I tried several things like identifying cities nearby the points or thinking the shape was a rough arrow and pointing northwest at something specific. It wasn’t until I started zooming in very closely to each point that I noticed the aerial view of the landmarks formed the letters: E L F - H A W K
.
I first assumed this was the password for the admin console but soon learned it was the name of an actual drone.
And yet another CSV file to download but this time, it had over 3,000 entries. I approached this CSV like I did the last one and made a KML file for use in Google Earth but only got random lines criss-crossing the globe.
I got a nice hint from the Holiday Hack Discord channel to try and view the longitude/latitude on a flat plane rather than a globe. So I threw the CSV into a Google Sheet and created a line chart.
Now that I had what was clearly a password, I entered it into the admin console and solved the Silver Objective!
Gold Objective
For the Gold level, the elf gave the following hint
But I need you to dig deeper. Make sure you’re checking those file structures carefully, and remember—rumor has it there is some injection flaw that might just give you the upper hand. Keep your eyes sharp!
The first injection flaw that came to mind was SQL injection simply because it is the one I’m most familiar with and is pretty straightforward in testing. Since there were only two pages that accepted input, it was trivial to discover the drone search page was vulnerable.
When exploiting the vulnerability, it only gave me the drone names and not all the comments so I went down the list to see what more information I could find. The drone of interest turned out to be Pigeon-Lookalike-v4
since it had an interesting note on TRUE and FALSE carving.

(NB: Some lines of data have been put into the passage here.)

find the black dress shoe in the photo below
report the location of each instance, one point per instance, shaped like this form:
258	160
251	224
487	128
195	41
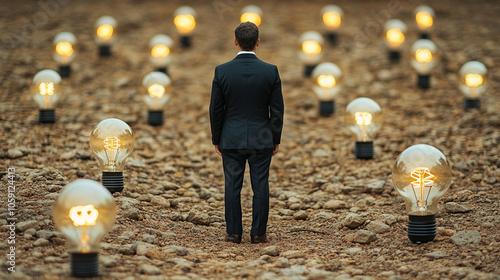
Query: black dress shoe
235	238
258	238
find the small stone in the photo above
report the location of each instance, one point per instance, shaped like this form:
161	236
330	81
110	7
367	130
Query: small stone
270	251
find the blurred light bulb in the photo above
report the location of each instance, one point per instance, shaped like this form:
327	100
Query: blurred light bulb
161	47
252	14
424	17
473	82
157	89
105	28
84	212
424	59
64	52
112	141
185	22
46	91
310	50
332	18
363	117
421	175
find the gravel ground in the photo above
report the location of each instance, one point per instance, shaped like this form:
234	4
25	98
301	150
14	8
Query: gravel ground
332	216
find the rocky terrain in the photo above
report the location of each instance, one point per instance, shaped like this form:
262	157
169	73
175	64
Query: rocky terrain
332	216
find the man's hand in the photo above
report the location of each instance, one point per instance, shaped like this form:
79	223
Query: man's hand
276	149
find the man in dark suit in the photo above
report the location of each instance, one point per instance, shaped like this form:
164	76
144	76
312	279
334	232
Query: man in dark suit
246	118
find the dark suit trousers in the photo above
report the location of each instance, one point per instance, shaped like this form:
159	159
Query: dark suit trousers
234	162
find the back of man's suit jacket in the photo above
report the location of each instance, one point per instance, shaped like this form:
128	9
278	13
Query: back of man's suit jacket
246	107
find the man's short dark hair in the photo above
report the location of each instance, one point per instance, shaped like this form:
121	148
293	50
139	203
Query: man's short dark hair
247	34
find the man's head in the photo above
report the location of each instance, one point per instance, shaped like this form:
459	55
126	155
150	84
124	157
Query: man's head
247	36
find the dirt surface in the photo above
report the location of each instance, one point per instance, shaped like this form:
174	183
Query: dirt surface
170	221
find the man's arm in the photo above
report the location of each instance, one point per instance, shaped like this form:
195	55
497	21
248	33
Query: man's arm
217	107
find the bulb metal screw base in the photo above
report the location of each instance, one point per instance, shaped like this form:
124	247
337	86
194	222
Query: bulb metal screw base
155	118
47	116
424	81
394	56
104	51
364	150
113	181
422	229
308	70
186	41
84	265
326	108
64	70
471	103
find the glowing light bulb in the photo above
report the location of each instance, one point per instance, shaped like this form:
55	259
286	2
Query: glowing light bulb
105	29
157	92
310	50
421	175
112	141
424	59
424	17
84	212
46	91
185	22
64	52
161	47
332	18
252	14
363	117
473	82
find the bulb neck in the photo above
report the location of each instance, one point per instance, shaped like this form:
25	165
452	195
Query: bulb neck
424	81
84	265
46	116
104	50
364	150
472	103
326	108
421	229
155	118
113	181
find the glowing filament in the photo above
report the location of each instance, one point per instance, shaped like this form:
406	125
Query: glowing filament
160	51
156	90
251	17
311	47
184	23
83	215
424	20
105	31
422	178
64	48
423	55
331	19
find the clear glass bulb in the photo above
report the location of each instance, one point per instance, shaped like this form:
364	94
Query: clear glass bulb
332	17
473	79
185	20
160	47
363	117
64	48
84	212
424	16
46	89
395	31
424	56
328	80
421	175
105	28
157	89
112	141
251	13
310	47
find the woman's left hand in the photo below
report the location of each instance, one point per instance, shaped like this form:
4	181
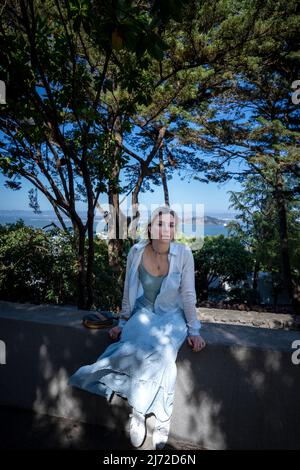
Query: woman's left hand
197	343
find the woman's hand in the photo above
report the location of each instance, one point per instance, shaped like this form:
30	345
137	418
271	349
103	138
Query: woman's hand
114	332
197	343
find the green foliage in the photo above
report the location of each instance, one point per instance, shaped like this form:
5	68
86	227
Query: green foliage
223	258
40	266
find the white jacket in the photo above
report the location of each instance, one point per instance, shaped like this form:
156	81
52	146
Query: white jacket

Going back to the last CSV I got with the thousands of lines, I noticed there were several columns that only had true and false values. I first attempted to filter to lines with only true
values but that proved impossible. Next, I noticed some lines had only false
values and thought I should carve those out and plot the longitude and latitudelines with at least one true
entry. Neither approach gave me anything.
Then, I had a thought to turn the values to 1’s and 0’s to make a binary string and convert using CyberChef. This gave me some cool drone ASCII art and the final password
I plugged that into the admin console and achieved the Gold Objective!